The Public. Film Review.

Liverpool Sound and Vision Rating * * * *

Cast: Emilio Estevez, Alec Baldwin, Taylor Schilling, Jena Malone, Christian Slater, Jacob Vargas, Gabrielle Union, Derek Polen, Michael Kenneth Williams, Jeffrey Wright, Rhymefest, Ki Honk Lee, Patrick Hume, Richard T. Jones, Susanna Thompson, Spencer Garrett, Michael Douglas Hall,  Bryant Bentley, Nik Pajic, Jared Earland, Dale Hodges.

To be homeless is to understand that the vast majority of people you encounter will not look you in the eye, will look upon you with fear and suspicion and will steer clear of you as if you were harbouring a contagious disease, and in a way on that last point they may be right, for the scourge of homelessness is a disease, not of want or a sin created by the person suffering under the weight of lack of aspiration, but one increasingly and systematically corrupted by unchecked capitalism, perpetrated by greed, delivered by the belief that the homeless have brought it upon themselves.

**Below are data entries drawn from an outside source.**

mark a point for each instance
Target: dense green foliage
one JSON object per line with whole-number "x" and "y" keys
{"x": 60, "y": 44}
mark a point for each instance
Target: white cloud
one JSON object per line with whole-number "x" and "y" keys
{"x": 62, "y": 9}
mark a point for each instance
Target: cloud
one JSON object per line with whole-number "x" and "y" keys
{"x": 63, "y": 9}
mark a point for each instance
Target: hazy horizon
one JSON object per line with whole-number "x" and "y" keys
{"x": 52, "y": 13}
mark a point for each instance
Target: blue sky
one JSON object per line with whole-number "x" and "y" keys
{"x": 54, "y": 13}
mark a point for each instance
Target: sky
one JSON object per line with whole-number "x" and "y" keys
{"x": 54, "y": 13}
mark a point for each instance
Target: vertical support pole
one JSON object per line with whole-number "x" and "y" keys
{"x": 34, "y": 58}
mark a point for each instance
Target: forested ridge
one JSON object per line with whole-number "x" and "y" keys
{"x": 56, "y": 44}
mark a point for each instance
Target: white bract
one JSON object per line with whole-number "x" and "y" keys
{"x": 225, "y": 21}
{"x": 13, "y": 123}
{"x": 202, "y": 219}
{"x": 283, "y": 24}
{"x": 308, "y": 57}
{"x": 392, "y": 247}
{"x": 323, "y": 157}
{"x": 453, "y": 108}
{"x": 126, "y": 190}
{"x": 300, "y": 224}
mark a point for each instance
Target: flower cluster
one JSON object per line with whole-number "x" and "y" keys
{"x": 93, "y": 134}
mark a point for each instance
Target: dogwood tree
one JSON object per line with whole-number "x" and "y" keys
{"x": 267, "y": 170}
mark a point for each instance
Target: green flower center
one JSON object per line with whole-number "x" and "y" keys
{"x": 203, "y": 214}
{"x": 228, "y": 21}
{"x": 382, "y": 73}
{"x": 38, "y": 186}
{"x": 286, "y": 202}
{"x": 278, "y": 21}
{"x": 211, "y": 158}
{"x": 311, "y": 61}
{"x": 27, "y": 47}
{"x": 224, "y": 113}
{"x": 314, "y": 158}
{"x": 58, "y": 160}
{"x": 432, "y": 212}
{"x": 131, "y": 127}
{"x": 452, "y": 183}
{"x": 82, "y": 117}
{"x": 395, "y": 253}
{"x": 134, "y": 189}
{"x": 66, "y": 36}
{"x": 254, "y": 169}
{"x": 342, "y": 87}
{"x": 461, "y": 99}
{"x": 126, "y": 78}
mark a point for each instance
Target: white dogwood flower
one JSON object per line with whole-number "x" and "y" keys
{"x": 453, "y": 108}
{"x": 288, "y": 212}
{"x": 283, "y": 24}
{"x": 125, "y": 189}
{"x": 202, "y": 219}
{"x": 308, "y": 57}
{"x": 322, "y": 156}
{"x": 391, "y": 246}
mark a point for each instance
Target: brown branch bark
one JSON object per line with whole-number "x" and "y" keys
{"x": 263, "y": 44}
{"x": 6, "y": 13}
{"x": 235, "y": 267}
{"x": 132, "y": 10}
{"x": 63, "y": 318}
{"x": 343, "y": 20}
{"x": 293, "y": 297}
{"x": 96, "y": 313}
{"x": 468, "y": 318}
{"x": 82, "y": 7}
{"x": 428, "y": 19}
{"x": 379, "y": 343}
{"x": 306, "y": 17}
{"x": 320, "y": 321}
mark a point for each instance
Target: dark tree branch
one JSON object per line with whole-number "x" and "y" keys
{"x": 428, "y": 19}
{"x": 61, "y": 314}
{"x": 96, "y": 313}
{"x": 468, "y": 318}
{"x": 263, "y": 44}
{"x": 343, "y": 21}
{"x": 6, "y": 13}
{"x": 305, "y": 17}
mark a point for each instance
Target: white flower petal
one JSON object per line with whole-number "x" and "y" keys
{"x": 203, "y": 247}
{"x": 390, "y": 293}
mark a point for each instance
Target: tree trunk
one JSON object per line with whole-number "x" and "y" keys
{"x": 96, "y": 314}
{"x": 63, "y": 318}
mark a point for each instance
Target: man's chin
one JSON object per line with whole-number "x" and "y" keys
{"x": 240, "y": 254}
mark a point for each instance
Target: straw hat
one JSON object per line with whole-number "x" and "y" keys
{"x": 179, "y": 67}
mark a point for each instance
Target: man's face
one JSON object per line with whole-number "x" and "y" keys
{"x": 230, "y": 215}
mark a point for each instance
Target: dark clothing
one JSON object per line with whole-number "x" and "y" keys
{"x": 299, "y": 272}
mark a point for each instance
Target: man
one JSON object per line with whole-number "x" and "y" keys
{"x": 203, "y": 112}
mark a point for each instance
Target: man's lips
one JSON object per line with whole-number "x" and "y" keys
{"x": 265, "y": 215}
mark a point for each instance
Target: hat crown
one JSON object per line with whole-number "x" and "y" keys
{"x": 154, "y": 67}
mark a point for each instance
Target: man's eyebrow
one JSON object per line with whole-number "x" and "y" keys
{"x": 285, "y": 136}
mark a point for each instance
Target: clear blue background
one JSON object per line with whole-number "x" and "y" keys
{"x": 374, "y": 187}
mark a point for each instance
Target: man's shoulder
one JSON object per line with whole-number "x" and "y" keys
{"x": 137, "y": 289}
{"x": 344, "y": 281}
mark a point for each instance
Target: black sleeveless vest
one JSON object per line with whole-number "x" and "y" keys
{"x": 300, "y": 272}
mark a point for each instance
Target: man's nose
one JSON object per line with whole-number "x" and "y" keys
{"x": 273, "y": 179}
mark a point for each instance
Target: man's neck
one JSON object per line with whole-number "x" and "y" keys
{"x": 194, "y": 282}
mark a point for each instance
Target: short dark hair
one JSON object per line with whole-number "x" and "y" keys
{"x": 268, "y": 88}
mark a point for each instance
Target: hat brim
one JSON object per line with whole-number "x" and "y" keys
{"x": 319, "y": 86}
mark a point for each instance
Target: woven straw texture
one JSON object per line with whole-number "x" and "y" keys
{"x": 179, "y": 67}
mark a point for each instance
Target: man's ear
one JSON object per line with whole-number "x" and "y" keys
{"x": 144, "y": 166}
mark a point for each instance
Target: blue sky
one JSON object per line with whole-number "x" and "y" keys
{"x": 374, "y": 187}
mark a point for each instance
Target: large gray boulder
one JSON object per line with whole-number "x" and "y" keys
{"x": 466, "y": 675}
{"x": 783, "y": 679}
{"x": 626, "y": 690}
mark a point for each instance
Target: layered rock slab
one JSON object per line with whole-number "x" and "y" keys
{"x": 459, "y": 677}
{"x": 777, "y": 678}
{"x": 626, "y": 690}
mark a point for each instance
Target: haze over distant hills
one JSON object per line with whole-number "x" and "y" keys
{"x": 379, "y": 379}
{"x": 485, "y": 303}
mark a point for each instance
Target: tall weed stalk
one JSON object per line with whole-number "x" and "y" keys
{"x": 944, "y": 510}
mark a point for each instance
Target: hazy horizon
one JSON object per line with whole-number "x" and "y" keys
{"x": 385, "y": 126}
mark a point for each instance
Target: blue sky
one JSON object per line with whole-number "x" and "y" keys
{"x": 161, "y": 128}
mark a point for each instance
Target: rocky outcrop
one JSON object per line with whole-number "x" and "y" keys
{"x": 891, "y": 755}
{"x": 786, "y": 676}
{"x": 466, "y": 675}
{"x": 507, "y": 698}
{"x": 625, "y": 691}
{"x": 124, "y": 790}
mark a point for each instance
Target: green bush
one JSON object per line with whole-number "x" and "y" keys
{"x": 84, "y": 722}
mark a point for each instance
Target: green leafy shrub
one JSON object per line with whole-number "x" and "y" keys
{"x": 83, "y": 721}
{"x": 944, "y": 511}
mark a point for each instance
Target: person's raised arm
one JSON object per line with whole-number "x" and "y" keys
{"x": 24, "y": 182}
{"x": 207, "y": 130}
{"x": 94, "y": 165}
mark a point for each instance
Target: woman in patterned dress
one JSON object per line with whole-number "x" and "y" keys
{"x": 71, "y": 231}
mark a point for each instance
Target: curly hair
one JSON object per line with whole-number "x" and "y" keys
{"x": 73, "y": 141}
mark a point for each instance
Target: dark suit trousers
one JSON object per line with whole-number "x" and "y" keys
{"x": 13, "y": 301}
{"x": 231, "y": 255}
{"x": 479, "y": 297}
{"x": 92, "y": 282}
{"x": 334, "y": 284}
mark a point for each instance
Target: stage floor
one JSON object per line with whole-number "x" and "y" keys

To look a person in the eye who is suffering from the disease of homelessness and not feel an ounce of shame, of empathy, is to know that your humanity has been destroyed, that you are comfortable with the lie that they all choose to sleep on the street rather than be out of the cold, they would rather be abused, kicked, have their possessions stolen, their dignity wrecked, rather than be in a place of safety; and in that lays the problem of today’s society, that we celebrate wealth rather than feel the pain of squalor.

When the youngest member of the Kardashians can receive money from a member of the Public to help her become a millionaire and yet a man or woman has to beg for somewhere to sleep for the night, that is the moment that society has completely lost its moral compass and it is shame, pure and simple dishonour.

It is to the credit of Emilio Estevez that his moral pulse is not only strong, but racing with anger, with fierce rage, and his insightful film, The Public, is one that strides, even perhaps with others not realising, purposely in the same great steps as the play An Inspector Calls or in the quoted The Grapes Of Wrath. We live in an age of constant devilry, of inhumanity, and like the social problems that were inflamed by the greed of the mill owners at the start of the last century or the Great Depression in the 30s, we are on the edge of such a glaring fall once more; and this time we need to solve the disease once and for all by sticking by those that have fallen, not to make them feel as though death is a welcome brother of sleep.

Emilio Estevez displays great empathy in his script, and with sharp reflections of performances by Taylor Schilling, Michael Kenneth Williams, Jeffrey Wright, Rhymefest, Christian Slater, and of course Mr. Estevez himself, Public is a film that doesn’t just ask you feel bitterness, it demands that you feel anger, that you acknowledge your shame for being complicit in the disease of homelessness, and the fury of wanting to make sure that those that find themselves on such a path are cared for in future, above and beyond any need for self-glory or vanity projects which bare someone’s desire for power.

Not just a well-written film, but one of exposure as well, The Public is a film that is required watching.